Durandiella pseudotsugae.

Durandiella pseudotsugae

(Dermateaceae)

Durandiella pseudotsugae est un pathogène végétal qui cause le cancre Dime dans les sapins de Douglas.

Durandiella pseudotsugae

Classification scientifique

Royaume :

Champignons

Division :

Ascomycota

Classe :

Léotiomycètes

Commande :

Catégorie: Hélotiale

Famille :

Dermatéacés

Genre :

Durandiella

Espèce :

D.  pseudotsugae

Nom binomial

Durandiella pseudotsugae

A. Funk, (1962)

Durandiella pseudotsugae — Description scientifique détaillée

1. Morphologie (macro + micro)

Apothécies (forme sexuée)

  • Très petites : 0,2–0,6 mm de diamètre
  • Forme : discoïde à subglobuleuse, légèrement déprimée au centre
  • Couleur : brun foncé à noir, parfois brun rougeâtre
  • Surface : lisse, brillante à humide
  • Implantation : erumpente sur l’écorce de rameaux affaiblis
  • Disposition : souvent groupées en petits amas

Conidiomes (forme asexuée)

  • Petits acervules subépiphytes
  • Couleur : blanchâtre à crème
  • Exsudat : masses mucilagineuses contenant les conidies

Microscopie

  • Asci : cylindriques, 8-spores
  • Ascospores :
    • Taille : 10–16 × 3–4 µm
    • Forme : ellipsoïdes à fusiformes
    • Cloisons : 0–1 septum
    • Couleur : hyalines
  • Conidies (forme asexuée) :
    • Taille : 6–10 × 1–2 µm
    • Forme : filiformes, légèrement courbées
    • Hyalines, non septées
  • Paraphyses : filiformes, légèrement élargies à l’apex

APOTHÉCIE

 ● 0,3–0,5 mm

 ● noire, discoïde

 ─ écorce de rameau de Douglas

ASCOSPORE

  ellipsoïde, hyaline, 0–1 septum

CONIDIE

 — filiforme, hyaline

2. Cycle biologique

Survie

  • Le champignon persiste dans les cankers et tissus nécrosés du phloème.
  • Mycélium latent dans les rameaux affaiblis.

Infection

  • Principalement via blessures, stress hydrique, gel, dommages mécaniques.
  • Conidies disséminées par pluie, éclaboussures, vent faible.

Développement

  • Colonisation lente du phloème et du cambium.
  • Formation de petites nécroses elliptiques.
  • Apparition d’apothécies en fin d’été–automne.

Cycle résumé

Hiver : survie dans cankers

Printemps : conidies → infection

Été : colonisation phloème/cambium

Automne : apothécies → ascospores

3. Symptômes sur Douglas

Externes

  • Dépérissement de petits rameaux
  • Aiguilles jaunissantes puis brunes
  • Petits cankers elliptiques sur rameaux
  • Écorce légèrement enfoncée ou fissurée
  • Apothécies noires visibles en fin de saison

Internes

  • Nécrose du phloème : brun rouge à brun foncé
  • Progression lente, souvent limitée à de petits segments
  • Hyphes visibles en coupe longitudinale

Signes du pathogène

  • Apothécies noires, très petites
  • Conidiomes blanchâtres
  • Mycélium brunâtre dans les tissus nécrosés

4. Diagnostic différentiel

À distinguer de :

  • Dermea pseudotsugae (plus agressif, apothécies plus grandes)
  • Cytospora kunzei (cankers plus étendus, exsudats orangés)
  • Durandiella spp. proches (morphologie des ascospores)

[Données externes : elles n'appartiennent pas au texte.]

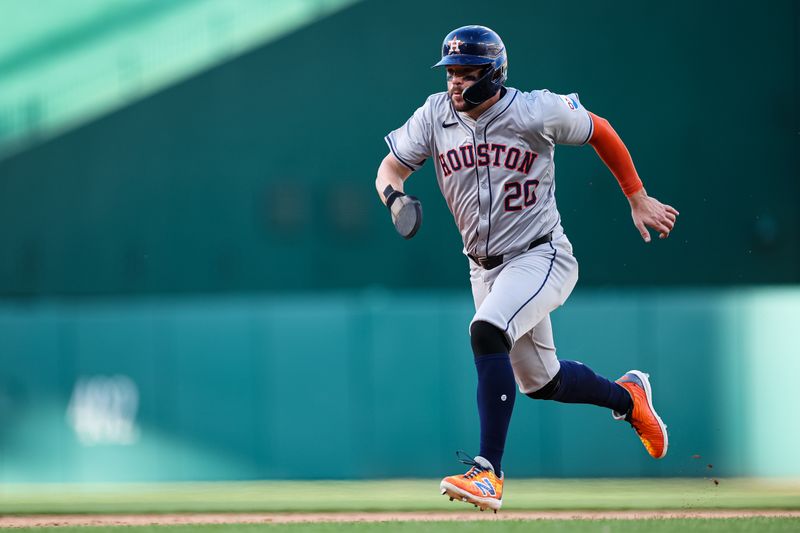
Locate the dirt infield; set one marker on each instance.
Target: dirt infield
(284, 518)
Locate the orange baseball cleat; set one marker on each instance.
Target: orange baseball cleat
(642, 416)
(480, 486)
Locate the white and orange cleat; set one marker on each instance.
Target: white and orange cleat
(643, 417)
(480, 486)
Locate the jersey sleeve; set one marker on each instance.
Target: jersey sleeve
(565, 120)
(411, 143)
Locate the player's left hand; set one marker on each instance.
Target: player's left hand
(647, 212)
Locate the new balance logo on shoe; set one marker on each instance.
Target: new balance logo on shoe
(485, 486)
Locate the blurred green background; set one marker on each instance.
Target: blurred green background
(197, 281)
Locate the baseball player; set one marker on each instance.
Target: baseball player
(492, 147)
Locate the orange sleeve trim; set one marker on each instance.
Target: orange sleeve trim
(615, 155)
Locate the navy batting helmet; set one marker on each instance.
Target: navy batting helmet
(477, 46)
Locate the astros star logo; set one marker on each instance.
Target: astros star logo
(454, 44)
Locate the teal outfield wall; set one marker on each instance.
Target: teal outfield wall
(258, 174)
(377, 384)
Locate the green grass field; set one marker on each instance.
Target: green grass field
(416, 496)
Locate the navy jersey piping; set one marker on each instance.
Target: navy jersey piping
(477, 174)
(488, 173)
(591, 129)
(549, 270)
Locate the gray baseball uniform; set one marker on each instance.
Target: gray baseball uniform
(497, 176)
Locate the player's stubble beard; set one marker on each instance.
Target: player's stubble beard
(464, 106)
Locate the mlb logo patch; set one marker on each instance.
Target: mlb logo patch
(572, 104)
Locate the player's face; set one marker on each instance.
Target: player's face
(458, 79)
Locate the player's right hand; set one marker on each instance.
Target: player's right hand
(406, 213)
(647, 212)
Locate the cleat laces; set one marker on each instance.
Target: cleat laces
(476, 469)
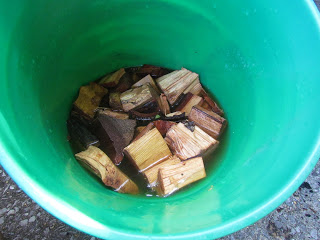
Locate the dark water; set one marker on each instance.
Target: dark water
(211, 160)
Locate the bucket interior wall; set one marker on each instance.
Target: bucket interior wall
(253, 65)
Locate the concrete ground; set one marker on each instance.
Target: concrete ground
(297, 218)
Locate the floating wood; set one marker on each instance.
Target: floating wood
(114, 101)
(163, 104)
(174, 116)
(209, 102)
(163, 126)
(89, 98)
(81, 135)
(188, 102)
(125, 83)
(151, 70)
(115, 114)
(147, 151)
(144, 131)
(187, 144)
(174, 84)
(100, 164)
(120, 132)
(208, 121)
(112, 79)
(174, 177)
(145, 80)
(137, 97)
(152, 173)
(194, 88)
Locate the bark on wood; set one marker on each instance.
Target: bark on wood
(144, 131)
(145, 80)
(114, 101)
(208, 101)
(89, 98)
(174, 84)
(152, 173)
(163, 126)
(147, 151)
(163, 104)
(100, 164)
(174, 177)
(81, 135)
(137, 97)
(154, 71)
(112, 80)
(124, 84)
(187, 144)
(120, 131)
(188, 102)
(208, 121)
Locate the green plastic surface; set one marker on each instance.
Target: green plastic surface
(260, 59)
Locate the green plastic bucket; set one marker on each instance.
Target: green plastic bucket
(260, 59)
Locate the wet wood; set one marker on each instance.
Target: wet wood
(209, 121)
(163, 126)
(89, 98)
(101, 165)
(144, 131)
(81, 135)
(145, 80)
(147, 151)
(115, 114)
(114, 101)
(174, 84)
(188, 102)
(137, 97)
(151, 70)
(151, 174)
(209, 102)
(120, 132)
(174, 177)
(187, 144)
(125, 83)
(163, 104)
(112, 79)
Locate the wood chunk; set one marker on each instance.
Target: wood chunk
(124, 84)
(81, 135)
(175, 116)
(120, 132)
(137, 97)
(194, 88)
(114, 114)
(213, 105)
(89, 98)
(188, 102)
(147, 151)
(187, 144)
(163, 104)
(152, 173)
(100, 164)
(163, 126)
(174, 177)
(209, 121)
(137, 131)
(145, 80)
(174, 84)
(144, 131)
(154, 71)
(112, 79)
(114, 101)
(149, 107)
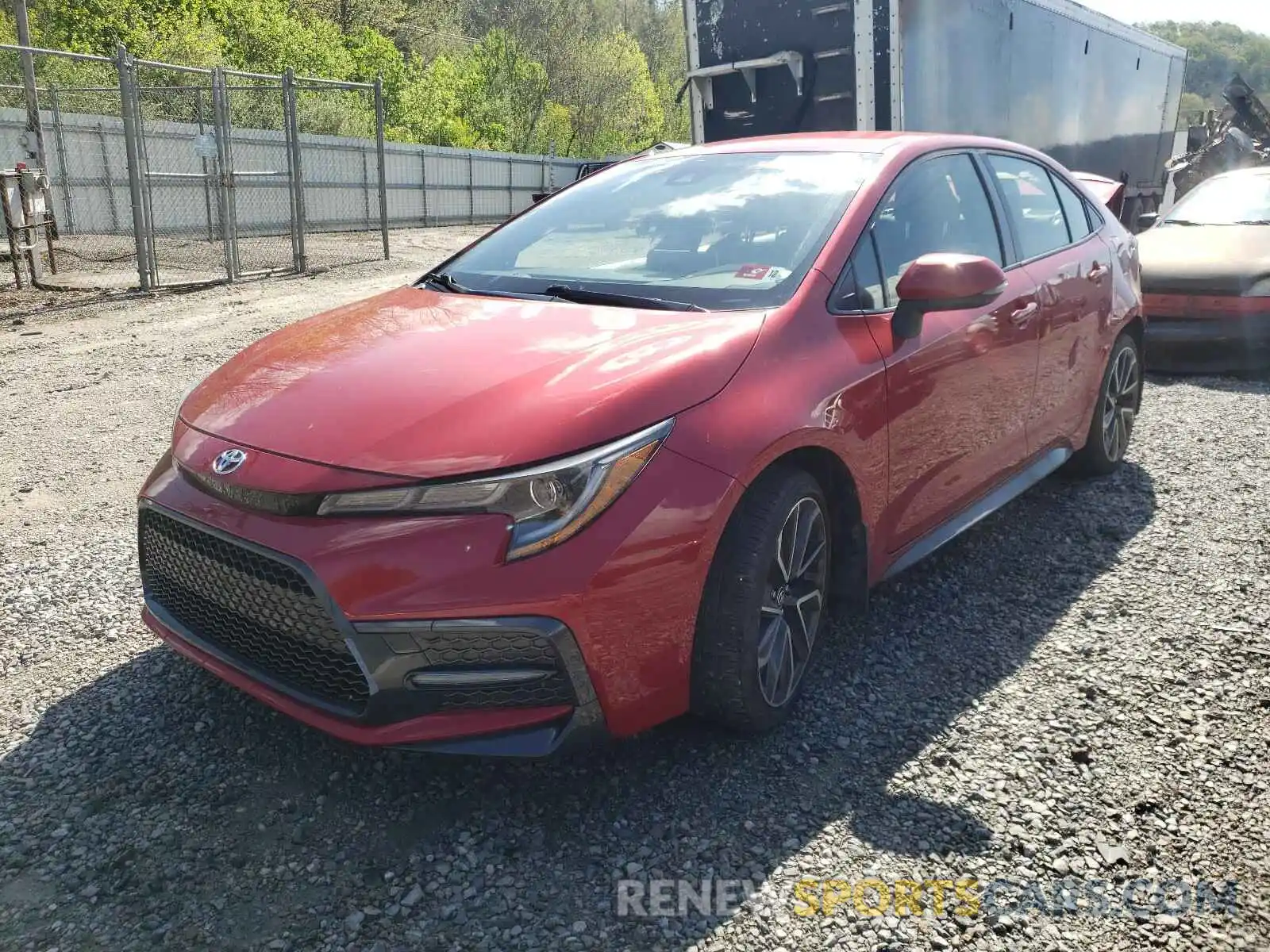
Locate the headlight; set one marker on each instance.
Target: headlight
(546, 505)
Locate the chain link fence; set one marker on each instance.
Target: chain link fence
(169, 175)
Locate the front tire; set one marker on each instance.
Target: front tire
(1115, 413)
(765, 605)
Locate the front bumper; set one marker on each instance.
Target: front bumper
(264, 622)
(355, 607)
(1206, 334)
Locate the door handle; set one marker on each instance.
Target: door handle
(1022, 317)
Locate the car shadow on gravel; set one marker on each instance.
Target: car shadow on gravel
(190, 809)
(1237, 382)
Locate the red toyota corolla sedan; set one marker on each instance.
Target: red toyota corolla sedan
(620, 459)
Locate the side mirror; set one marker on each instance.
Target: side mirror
(944, 282)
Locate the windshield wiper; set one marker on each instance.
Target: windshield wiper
(581, 296)
(446, 282)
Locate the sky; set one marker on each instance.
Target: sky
(1250, 14)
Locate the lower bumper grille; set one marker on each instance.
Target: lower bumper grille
(257, 609)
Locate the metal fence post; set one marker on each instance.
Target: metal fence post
(225, 171)
(291, 126)
(148, 197)
(511, 187)
(127, 98)
(379, 152)
(471, 188)
(60, 141)
(207, 188)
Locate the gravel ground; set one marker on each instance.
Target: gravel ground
(1080, 687)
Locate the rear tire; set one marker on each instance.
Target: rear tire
(765, 605)
(1115, 412)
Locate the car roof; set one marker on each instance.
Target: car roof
(905, 144)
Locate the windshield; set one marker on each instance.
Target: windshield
(723, 232)
(1226, 201)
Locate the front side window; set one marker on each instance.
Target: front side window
(722, 230)
(939, 205)
(1073, 209)
(1238, 200)
(1033, 205)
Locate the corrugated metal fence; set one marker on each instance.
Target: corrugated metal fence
(179, 175)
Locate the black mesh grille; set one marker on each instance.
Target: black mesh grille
(264, 501)
(548, 692)
(256, 608)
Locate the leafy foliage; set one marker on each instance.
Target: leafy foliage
(1217, 51)
(588, 78)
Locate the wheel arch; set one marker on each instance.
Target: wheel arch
(850, 583)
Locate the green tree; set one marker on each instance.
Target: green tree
(1216, 52)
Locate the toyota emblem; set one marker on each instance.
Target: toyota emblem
(228, 463)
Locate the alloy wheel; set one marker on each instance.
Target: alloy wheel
(793, 602)
(1121, 404)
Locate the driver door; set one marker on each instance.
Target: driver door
(958, 395)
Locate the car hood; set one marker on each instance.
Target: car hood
(425, 385)
(1213, 259)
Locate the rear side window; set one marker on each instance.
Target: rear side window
(863, 289)
(1073, 209)
(1033, 205)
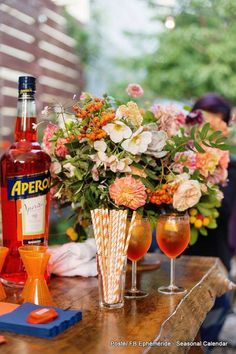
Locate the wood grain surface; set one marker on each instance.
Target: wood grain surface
(156, 320)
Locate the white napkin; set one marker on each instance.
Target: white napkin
(72, 259)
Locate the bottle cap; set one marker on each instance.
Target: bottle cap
(27, 84)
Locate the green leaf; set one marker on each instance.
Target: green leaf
(198, 147)
(185, 169)
(147, 183)
(203, 231)
(193, 236)
(192, 131)
(204, 211)
(222, 146)
(187, 108)
(212, 224)
(204, 131)
(215, 135)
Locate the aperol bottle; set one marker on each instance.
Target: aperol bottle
(25, 181)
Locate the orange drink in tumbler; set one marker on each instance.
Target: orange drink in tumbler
(140, 241)
(173, 237)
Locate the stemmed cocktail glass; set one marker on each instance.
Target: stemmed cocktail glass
(173, 235)
(140, 241)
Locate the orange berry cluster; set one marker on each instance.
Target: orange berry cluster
(92, 106)
(93, 130)
(96, 119)
(163, 195)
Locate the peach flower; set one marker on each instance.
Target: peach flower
(187, 195)
(61, 150)
(134, 90)
(207, 162)
(129, 192)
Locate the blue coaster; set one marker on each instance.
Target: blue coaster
(15, 321)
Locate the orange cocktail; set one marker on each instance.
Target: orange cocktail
(140, 241)
(173, 237)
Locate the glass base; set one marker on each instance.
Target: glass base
(118, 305)
(135, 294)
(170, 290)
(12, 284)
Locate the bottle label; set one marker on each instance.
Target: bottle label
(30, 194)
(22, 187)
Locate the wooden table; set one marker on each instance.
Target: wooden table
(160, 318)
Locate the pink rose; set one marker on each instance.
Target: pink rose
(129, 192)
(134, 90)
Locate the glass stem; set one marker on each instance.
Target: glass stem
(134, 276)
(172, 273)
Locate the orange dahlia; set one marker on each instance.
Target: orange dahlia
(129, 192)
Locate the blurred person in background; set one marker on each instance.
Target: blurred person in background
(217, 111)
(218, 242)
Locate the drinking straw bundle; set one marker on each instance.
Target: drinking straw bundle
(112, 242)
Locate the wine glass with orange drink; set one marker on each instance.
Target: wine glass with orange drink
(173, 235)
(140, 241)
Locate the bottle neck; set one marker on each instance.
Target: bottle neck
(26, 118)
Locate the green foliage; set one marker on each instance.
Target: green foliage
(197, 56)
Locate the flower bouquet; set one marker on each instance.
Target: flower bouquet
(110, 155)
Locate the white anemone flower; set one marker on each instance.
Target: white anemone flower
(138, 143)
(117, 131)
(117, 165)
(100, 145)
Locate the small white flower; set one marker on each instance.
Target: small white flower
(70, 168)
(138, 143)
(64, 120)
(157, 144)
(117, 131)
(100, 145)
(45, 111)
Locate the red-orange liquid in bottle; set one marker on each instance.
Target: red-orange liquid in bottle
(25, 181)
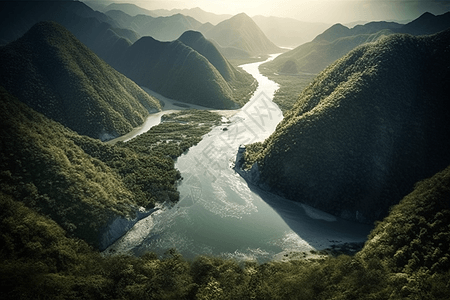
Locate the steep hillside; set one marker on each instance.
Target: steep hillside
(129, 9)
(286, 32)
(241, 32)
(338, 40)
(196, 13)
(160, 28)
(242, 83)
(91, 189)
(55, 74)
(177, 71)
(367, 128)
(43, 168)
(92, 28)
(427, 24)
(414, 238)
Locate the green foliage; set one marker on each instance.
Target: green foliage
(82, 183)
(68, 83)
(365, 130)
(38, 261)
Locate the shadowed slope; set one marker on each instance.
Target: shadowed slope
(55, 74)
(368, 127)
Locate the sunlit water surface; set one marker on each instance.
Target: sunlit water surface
(220, 214)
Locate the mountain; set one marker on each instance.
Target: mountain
(196, 13)
(339, 31)
(112, 45)
(414, 237)
(427, 24)
(129, 9)
(55, 74)
(176, 71)
(94, 29)
(43, 168)
(197, 41)
(338, 40)
(286, 32)
(241, 32)
(364, 131)
(160, 28)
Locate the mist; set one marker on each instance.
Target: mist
(326, 11)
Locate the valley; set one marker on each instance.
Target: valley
(166, 152)
(220, 214)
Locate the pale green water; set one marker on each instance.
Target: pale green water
(219, 214)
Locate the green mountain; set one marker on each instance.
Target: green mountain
(287, 32)
(129, 9)
(338, 40)
(55, 74)
(43, 168)
(177, 71)
(160, 28)
(196, 13)
(413, 241)
(241, 32)
(94, 29)
(364, 131)
(241, 82)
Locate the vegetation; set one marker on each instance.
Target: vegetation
(291, 86)
(295, 69)
(82, 183)
(241, 32)
(242, 84)
(406, 257)
(55, 74)
(365, 130)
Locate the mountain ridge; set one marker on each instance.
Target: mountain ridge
(74, 86)
(362, 134)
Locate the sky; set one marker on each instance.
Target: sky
(327, 11)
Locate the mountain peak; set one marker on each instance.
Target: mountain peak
(191, 35)
(68, 83)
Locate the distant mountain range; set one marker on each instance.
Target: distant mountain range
(338, 40)
(47, 171)
(365, 131)
(160, 28)
(128, 8)
(197, 13)
(241, 32)
(114, 45)
(286, 32)
(55, 74)
(177, 71)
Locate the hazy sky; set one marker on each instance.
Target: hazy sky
(329, 11)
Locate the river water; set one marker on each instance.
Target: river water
(220, 214)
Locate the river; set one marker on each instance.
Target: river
(220, 214)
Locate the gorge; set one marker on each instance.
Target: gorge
(220, 214)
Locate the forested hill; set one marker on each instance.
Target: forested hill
(55, 74)
(241, 32)
(338, 40)
(177, 71)
(365, 130)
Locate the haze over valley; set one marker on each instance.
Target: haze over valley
(224, 149)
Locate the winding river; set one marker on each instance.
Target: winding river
(220, 214)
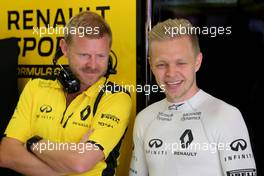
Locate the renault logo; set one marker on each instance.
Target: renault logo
(45, 108)
(239, 144)
(186, 138)
(155, 143)
(174, 106)
(85, 113)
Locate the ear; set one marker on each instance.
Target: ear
(64, 47)
(198, 61)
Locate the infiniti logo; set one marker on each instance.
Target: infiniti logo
(186, 138)
(239, 144)
(45, 108)
(155, 143)
(85, 113)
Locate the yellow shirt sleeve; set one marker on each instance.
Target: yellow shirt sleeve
(111, 120)
(19, 124)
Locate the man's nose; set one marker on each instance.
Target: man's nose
(171, 70)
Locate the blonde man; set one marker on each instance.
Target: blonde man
(189, 132)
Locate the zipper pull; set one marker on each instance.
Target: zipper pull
(67, 120)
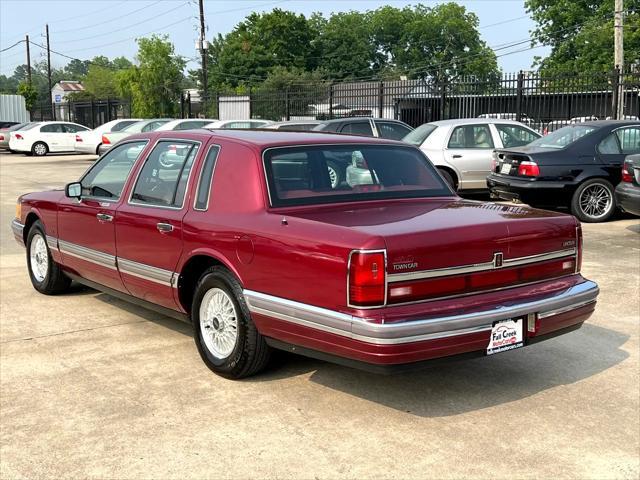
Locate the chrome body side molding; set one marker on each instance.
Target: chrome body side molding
(416, 330)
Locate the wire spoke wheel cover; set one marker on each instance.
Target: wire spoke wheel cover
(39, 257)
(595, 200)
(218, 323)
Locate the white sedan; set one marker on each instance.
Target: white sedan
(89, 142)
(44, 137)
(462, 149)
(252, 123)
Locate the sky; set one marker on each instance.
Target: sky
(87, 28)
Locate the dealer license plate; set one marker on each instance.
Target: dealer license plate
(505, 168)
(506, 335)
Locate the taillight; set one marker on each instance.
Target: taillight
(627, 169)
(528, 169)
(578, 248)
(367, 279)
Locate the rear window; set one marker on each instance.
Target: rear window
(420, 134)
(303, 175)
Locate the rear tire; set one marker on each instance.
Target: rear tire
(594, 201)
(226, 337)
(45, 274)
(39, 149)
(448, 178)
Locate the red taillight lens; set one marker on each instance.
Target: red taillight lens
(528, 169)
(367, 279)
(627, 172)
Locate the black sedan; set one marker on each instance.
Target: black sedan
(628, 190)
(576, 167)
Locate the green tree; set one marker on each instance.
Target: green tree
(580, 34)
(29, 93)
(155, 84)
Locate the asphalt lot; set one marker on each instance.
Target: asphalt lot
(91, 386)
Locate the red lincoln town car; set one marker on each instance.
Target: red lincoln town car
(242, 234)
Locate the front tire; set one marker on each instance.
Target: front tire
(593, 201)
(45, 274)
(39, 149)
(226, 337)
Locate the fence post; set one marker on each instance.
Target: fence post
(616, 92)
(287, 112)
(330, 101)
(519, 93)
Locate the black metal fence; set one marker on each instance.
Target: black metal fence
(543, 101)
(90, 113)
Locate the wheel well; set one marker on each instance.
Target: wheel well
(189, 276)
(451, 172)
(31, 218)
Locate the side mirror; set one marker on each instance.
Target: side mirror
(73, 190)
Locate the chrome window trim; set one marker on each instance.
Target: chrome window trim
(87, 254)
(386, 278)
(213, 171)
(186, 191)
(478, 267)
(358, 328)
(145, 142)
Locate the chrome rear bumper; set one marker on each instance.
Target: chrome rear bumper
(356, 328)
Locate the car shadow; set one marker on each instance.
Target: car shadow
(458, 387)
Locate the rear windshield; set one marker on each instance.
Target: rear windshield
(419, 135)
(563, 137)
(309, 175)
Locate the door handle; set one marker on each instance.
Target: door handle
(164, 227)
(103, 217)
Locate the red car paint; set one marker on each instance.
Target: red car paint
(301, 254)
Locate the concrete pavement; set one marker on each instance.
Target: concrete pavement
(91, 386)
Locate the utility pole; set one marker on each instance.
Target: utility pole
(28, 60)
(618, 56)
(203, 51)
(53, 110)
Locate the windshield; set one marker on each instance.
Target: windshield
(563, 137)
(308, 175)
(419, 135)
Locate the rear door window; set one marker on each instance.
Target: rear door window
(164, 177)
(471, 136)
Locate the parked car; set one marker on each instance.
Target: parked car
(89, 142)
(294, 125)
(462, 149)
(239, 124)
(576, 167)
(240, 233)
(628, 190)
(185, 124)
(555, 125)
(367, 127)
(111, 138)
(44, 137)
(5, 133)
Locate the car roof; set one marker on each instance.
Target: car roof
(470, 121)
(268, 138)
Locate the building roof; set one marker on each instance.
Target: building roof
(70, 86)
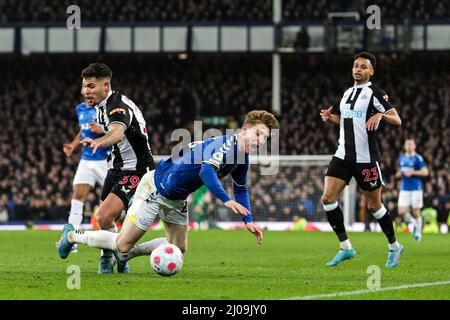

Points clés pour Durandiella pseudotsugae :

  • Apothécies minuscules (< 0,6 mm)
  • Ascospores courtes, 0–1 septum
  • Cankers petits, discrets
  • Pathogène faiblement agressif, opportuniste

Résumé rapide

  • Durandiella pseudotsugae est un champignon opportuniste du Douglas, provoquant de petits cankers et un dépérissement mineur des rameaux.
  • Les apothécies noires, très petites, et les ascospores hyalines à 0–1 septum sont les meilleurs critères diagnostiques.
  • Pathogène généralement secondaire, associé à des stress abiotiques.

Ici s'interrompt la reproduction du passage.